Gündem

Selvi: PKK Gezi'de çekilmeyi durdurdu, hükümet gider mi diye bekledi

Selvi: Davutoğlu’nun çözüm sürecine inancı ise yüzde bin beş yüz

21 Ekim 2014 13:32

Yeni Şafak gazetesi Ankara Temsilcisi Abdülkadir Selvi, çözüm süreci kapsamında PKK’nın sınır dışına çekilme süreciyle ilgili olarak, "Geri çekilme tamamlanınca, ikinci aşamaya geçilecekti. Ama öyle olmadı. Gezi olayları başladı, Kandil geri çekilmeyi durdurdu. Dengeleri gözettiler. Hükümet gider mi diye beklediler. 17-25 Aralık darbesi yaşandı, dengeleri gözettiler, hükümet gider mi diye beklediler. Sonra Rojova'ya odaklandılar. Şehit cenazesi gelmedi ama geri çekilmenin durmasına rağmen hükümet merdivenleri çıkmaya devam etti” dedi.

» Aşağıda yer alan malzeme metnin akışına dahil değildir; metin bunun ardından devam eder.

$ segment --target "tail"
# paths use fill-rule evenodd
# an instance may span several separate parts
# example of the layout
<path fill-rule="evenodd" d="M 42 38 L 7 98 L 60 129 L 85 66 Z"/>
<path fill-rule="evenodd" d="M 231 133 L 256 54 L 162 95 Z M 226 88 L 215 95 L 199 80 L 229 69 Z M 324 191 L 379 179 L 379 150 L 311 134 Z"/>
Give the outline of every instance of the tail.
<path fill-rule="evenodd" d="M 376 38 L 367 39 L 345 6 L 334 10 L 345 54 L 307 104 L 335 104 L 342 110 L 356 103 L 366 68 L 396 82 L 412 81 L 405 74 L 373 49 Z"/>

Abdülkadir Selvi’nin Yeni Şafak gazetesinin bugünkü (21 Ekim 2014) nüshasında yayımlanan  “Öcalan, tavşana kaç tazıya tut mu dedi?” başlıklı yazısı şöyle:

 

Öcalan, tavşana kaç tazıya tut mu dedi?

 

Çözüm süreci başlarında Kandil'e ABD İstihbaratından önemli bir faks metni ulaşıyor.

PKK ile 'uzun metrajlı ilişkisi' olan ABD'li yetkili, 'Çözüm sürecinde Türkiye Cumhuriyeti sizi aldatabilir. Biz de devrede olalım, sizin haklarınızı koruyalım' diyor.

Oslo ve Habur vakası ile kesintiye uğrayan çözüm sürecinden önce, henüz PKK ile çatışmaların yoğun bir şekilde devam ettiği günlerde hükümetten bir bakana, 'Aracı olmak isteyen ülkeler var mı?' diye sormuştum. 'İngilizler çok hevesli' demişti. Oslo sürecinde üçüncü taraflardan biri İngilizlerdi. O süreç başarısız oldu. Uzun süre çözüm sürecini gündeme getirmek mümkün olmadı. Kanlı bir dönem yaşandı. Ta ki, üçüncü ülkeler devreye sokulmadan, adına, 'Milli' denilen süreç başlatıldı, mesafe alındı.

Oslo depreminin yaşandığı günlerde Ankara'da, Öcalan'ın ikili oynadığına dair kaygılar oluşmuştu. Kaygı kanaate dönüşünce uzun süren bir tecrit dönemi başladı.

Ta ki ölüm oruçlarında bıçağın kemiğe dayandığı sıralarda Öcalan, devreye girmek ve olayları yatıştırma konusunda ısrarlı olunca, kendisine fırsat verildi. O sıralarda Öcalan'dan o zamanki Başbakanımız Recep Tayyip Erdoğan'a bir mektup gelmişti.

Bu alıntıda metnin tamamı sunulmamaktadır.